The price reversal in eggs masks a structurally higher tail-risk because production is concentrated in large, highly automated layer farms where a single detection can remove a disproportionate share of national supply. That asymmetry amplifies volatility: when a ~1–4M bird house is depopulated, physical supply can tighten on a multi-week cadence driven by birds reaching laying age, not by immediate restocking, creating sharp one- to three-month price spikes even if average annual supply recovers. Second-order winners from the decline in egg costs are grocery retailers and high-volume foodservice operators that use eggs as a pass-through ingredient; their near-term gross-margin improvement is predictable and will show up in next 1–3 quarters of reported results unless a large outbreak recurs.
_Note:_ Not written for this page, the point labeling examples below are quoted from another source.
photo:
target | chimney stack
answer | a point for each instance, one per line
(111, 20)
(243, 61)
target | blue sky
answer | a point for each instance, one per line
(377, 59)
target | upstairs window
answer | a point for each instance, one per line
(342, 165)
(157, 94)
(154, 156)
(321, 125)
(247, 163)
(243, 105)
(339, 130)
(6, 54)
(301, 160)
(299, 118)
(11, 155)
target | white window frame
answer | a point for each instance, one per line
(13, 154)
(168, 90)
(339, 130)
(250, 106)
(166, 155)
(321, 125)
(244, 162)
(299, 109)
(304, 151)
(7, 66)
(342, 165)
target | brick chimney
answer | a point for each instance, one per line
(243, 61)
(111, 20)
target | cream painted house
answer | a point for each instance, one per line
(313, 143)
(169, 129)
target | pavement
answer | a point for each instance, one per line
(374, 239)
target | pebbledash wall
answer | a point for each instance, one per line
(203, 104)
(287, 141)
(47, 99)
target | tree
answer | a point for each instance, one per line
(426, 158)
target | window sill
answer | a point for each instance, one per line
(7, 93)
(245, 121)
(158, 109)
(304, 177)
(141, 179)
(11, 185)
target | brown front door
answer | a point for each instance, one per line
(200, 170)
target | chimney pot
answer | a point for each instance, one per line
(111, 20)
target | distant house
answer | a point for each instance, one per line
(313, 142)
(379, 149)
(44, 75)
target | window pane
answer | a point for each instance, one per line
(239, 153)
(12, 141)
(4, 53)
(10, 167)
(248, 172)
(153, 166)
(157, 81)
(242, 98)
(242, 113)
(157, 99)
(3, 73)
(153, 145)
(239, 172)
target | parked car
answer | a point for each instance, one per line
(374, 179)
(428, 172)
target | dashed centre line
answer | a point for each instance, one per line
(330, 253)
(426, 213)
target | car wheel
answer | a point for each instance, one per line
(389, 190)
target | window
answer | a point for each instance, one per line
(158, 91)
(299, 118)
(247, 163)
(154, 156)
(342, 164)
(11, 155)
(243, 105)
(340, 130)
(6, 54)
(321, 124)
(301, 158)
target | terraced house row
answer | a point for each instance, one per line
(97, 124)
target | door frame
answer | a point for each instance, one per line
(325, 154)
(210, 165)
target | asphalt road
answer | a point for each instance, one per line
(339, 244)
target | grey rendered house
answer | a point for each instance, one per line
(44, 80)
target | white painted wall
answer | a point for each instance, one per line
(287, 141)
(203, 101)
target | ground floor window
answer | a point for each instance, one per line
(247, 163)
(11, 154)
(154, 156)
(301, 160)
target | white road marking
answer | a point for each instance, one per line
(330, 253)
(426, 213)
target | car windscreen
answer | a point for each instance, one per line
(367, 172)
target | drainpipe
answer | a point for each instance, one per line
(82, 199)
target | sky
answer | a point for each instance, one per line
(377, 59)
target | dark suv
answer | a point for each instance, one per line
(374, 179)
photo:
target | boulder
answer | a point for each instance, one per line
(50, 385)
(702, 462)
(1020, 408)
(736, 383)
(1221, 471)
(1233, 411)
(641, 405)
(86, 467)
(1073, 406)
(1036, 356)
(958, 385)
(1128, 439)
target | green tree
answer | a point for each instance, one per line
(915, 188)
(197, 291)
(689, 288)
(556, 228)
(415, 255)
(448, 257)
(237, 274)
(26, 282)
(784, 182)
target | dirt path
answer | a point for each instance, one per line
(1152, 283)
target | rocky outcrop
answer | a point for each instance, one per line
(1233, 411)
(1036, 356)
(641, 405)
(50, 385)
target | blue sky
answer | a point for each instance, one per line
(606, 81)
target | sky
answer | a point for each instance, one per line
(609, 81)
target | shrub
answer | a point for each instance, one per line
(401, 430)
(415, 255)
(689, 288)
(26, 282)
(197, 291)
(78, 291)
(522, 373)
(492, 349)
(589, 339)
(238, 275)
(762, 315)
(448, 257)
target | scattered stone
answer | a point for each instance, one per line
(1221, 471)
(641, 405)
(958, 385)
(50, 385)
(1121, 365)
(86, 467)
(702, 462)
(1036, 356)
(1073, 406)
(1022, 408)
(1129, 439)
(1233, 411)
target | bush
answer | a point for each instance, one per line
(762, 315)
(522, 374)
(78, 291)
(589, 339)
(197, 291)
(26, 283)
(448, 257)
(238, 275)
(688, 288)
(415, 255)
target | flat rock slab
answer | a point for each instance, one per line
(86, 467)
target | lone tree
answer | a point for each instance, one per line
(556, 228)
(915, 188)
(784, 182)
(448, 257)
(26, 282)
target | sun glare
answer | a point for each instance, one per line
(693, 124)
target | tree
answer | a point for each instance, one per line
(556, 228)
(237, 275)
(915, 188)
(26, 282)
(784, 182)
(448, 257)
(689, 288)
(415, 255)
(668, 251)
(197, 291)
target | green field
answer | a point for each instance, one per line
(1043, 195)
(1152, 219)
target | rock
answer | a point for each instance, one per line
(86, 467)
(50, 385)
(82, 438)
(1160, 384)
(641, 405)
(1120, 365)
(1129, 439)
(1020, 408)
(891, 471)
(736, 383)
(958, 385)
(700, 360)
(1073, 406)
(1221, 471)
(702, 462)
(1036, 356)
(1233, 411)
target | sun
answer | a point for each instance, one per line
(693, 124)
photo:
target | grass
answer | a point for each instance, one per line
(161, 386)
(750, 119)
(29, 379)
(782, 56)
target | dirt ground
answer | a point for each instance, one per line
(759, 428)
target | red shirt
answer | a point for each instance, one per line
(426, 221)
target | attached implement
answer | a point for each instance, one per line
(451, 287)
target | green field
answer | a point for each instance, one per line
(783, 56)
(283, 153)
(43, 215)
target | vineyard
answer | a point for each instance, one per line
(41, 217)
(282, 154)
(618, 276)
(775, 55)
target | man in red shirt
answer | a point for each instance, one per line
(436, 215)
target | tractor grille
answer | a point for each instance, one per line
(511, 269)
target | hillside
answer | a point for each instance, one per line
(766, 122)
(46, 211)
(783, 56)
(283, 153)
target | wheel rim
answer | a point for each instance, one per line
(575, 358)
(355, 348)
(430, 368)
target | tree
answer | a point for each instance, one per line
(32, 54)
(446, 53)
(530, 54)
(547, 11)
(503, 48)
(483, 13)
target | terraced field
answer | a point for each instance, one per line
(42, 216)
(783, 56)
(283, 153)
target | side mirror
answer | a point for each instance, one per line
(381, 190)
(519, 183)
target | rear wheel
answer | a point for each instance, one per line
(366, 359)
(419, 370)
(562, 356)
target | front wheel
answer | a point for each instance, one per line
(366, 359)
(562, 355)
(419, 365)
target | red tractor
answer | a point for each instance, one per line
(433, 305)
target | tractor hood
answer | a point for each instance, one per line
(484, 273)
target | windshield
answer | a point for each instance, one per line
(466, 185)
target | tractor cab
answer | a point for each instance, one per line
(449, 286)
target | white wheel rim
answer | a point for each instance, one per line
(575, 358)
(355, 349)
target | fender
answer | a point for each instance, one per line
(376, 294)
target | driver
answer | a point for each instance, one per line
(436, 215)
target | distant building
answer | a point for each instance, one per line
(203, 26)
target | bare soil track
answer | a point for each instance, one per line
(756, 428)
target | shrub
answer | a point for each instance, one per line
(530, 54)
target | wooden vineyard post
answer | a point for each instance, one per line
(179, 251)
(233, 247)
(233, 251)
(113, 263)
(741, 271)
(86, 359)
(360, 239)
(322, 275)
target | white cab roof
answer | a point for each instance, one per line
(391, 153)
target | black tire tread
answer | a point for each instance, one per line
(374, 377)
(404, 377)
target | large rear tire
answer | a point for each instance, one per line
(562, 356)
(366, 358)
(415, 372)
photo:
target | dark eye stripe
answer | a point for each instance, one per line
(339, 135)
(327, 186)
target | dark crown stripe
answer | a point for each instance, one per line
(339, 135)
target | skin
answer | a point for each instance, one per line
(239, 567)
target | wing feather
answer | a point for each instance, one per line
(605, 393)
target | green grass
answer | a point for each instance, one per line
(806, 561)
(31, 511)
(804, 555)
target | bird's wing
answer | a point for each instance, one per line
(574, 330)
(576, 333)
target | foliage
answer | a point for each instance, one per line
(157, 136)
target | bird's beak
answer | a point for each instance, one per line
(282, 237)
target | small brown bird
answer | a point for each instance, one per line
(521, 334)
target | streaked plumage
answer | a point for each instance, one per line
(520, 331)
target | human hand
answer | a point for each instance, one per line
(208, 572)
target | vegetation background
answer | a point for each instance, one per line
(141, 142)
Conversely, specialist egg producers and integrators face binary downside from outbreak headlines and slower recovery of flock productivity, and the indemnity framework leaves them exposed to idiosyncratic cashflow shocks. Key catalysts to watch over the coming months are: (A) USDA/state surveillance releases and any single-farm detections >1M birds (an immediate price shock trigger within 2–8 weeks), (B) seasonal migratory patterns that increase wild-bird viral load, and (C) incremental adoption of biosecurity/capital spend by large integrators which mutes long-run frequency of outbreaks. These create asymmetric payoffs for volatility instruments and for names exposed to consumer staples margins versus concentrated producers.